This is cross-posted as a research note on the Public Lab.
This is an extension of the research started by Mathew Lippincot to create a low cost gas sensitive camera.
The high sensitivity semiconductor sensors are all very expensive, and scanning in two axes would require a significant scanning apparatus.
My investigation has been looking at what we might be able to accomplish with significantly less sensitivity. Can we slow down the time resolution or sacrifice the ability to detect/document all but the largest leaks in order to make something affordable?
Specifically, I’ve been looking at the use of thermopiles, all the way down near the bottom of the graph that Mathew found. A company called Heimann makes a 32x32 pixel thermopile sensor for $70, including the lens, amplifier, digital readout, etc. I am currently in the process of ordering one of these sensors through their Boston-area distributor, Boselec.
Another Boston-area company, Precision Micro-Optics, distributes a 3.4um narrow bandpass filter at the affordable price of $62. Combining these optical components with a Raspberry Pi, a display, and a visible camera to increase the perceived resolution of the IR sensor could put the camera in the $250 range.
But can we even detect anything with that low a sensitivity?
32x32 pixel sensor datasheet: HTPA_32x32d_L2.1_0.8_-Hi-S_Rev2_Datasheet.pdf
Thinking about noise
I’m not an expert or even particularly knowledgeable in this field, so the few methods of analyzing feasibility have given me several different answers.
There’s a Github repository where I’m storing some relevant files, and an iPython notebook I’ve been using for performing some calculations.
Noise floor of the sensor
The noise equivalent temperature difference of the sensor is 150 mK / Hz^0.5. Order of magnitude, a change in temperature of 150 mK, at human temperature scales, results in a change of power output of 1 W/m^2. With a lens with a FOV of 33 degrees (L5 Ge), this means that the noise floor for each pixel, at 1 Hz, is 1 nW of incident power.
How much does methane absorb?
At 150 mmHg of pressure, which is roughly 140 g/m^3, looking through 5cm of methane will reduce the total transmissivity of the Precision Micro Optics filter by approximately 25%.
Let’s assume that this is a reasonable amount of methane to try to measure (unverified assumption! it seems high, but maybe we’ll be looking through more methane (10m instead of 5cm) at a lower concentration in a real world environment.

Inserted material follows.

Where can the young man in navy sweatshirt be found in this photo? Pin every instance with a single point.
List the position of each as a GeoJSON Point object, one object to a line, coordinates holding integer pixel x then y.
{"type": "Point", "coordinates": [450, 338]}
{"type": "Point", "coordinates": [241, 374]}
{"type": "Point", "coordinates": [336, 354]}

I have scrawled in some notes that 200ppm methane = .245g/m^3, but I may have screwed up somewhere.) This means that, order of magnitude, we need 10nW of power incident on each pixel in the array in order to see variation caused by methane (either through variation over time or through subtraction of two sensors or by chopping the filter.)
Where does that power come from?
In the iPython notebook, I tried to evaluate what the baseline power is from the scattered illumination of the blue sky. (Assuming we’re looking at outdoor leaks against a clear sky.) I found a received power of 0.0056 W/m^2 from the entire blue sky. This doesn’t look good, from this I calculated a received power of .015 nW per pixel.
But maybe it would work against a cloudy sky? Maybe it would work against a buildings or other thermal radiators? More to investigate.
Comparison with existing gas cameras
FLIR’s gas camera has a NETD of 15mK/Hz^0.5, about an order of magnitude better than the sensor I’m evaluating. A factor of 10 doesn’t sound so bad! But, I think it’s worse than that – the NETD of the thermopile array is assuming it’s receiving a whole bunch of radiation in the 5-12um range, where as the sensor in the FLIR camera can only receive in the 2-5um range. (And maybe this figure is even reported with the gas-sensitive IR filter taken into account.) If this is the case, then we lose another 1.5 orders of magnitude, and the cheap sensor is maybe .3% as sensitive. Guessing from FLIR’s reported sensitivity, maybe this means that leaks in the 200g/hr range could be detectable? I believe this is around what a typical stove burns, so this seems like a reasonable range to try testing and measuring.
I’m a bit overwhelmed by assumptions and uncertainty over figures in datasheets, so my plan is to order one of the sensors, start measuring things with it, and try evaluating empirically whether any of this looks feasible. Worst case scenario, I made an expensive DIY thermal camera.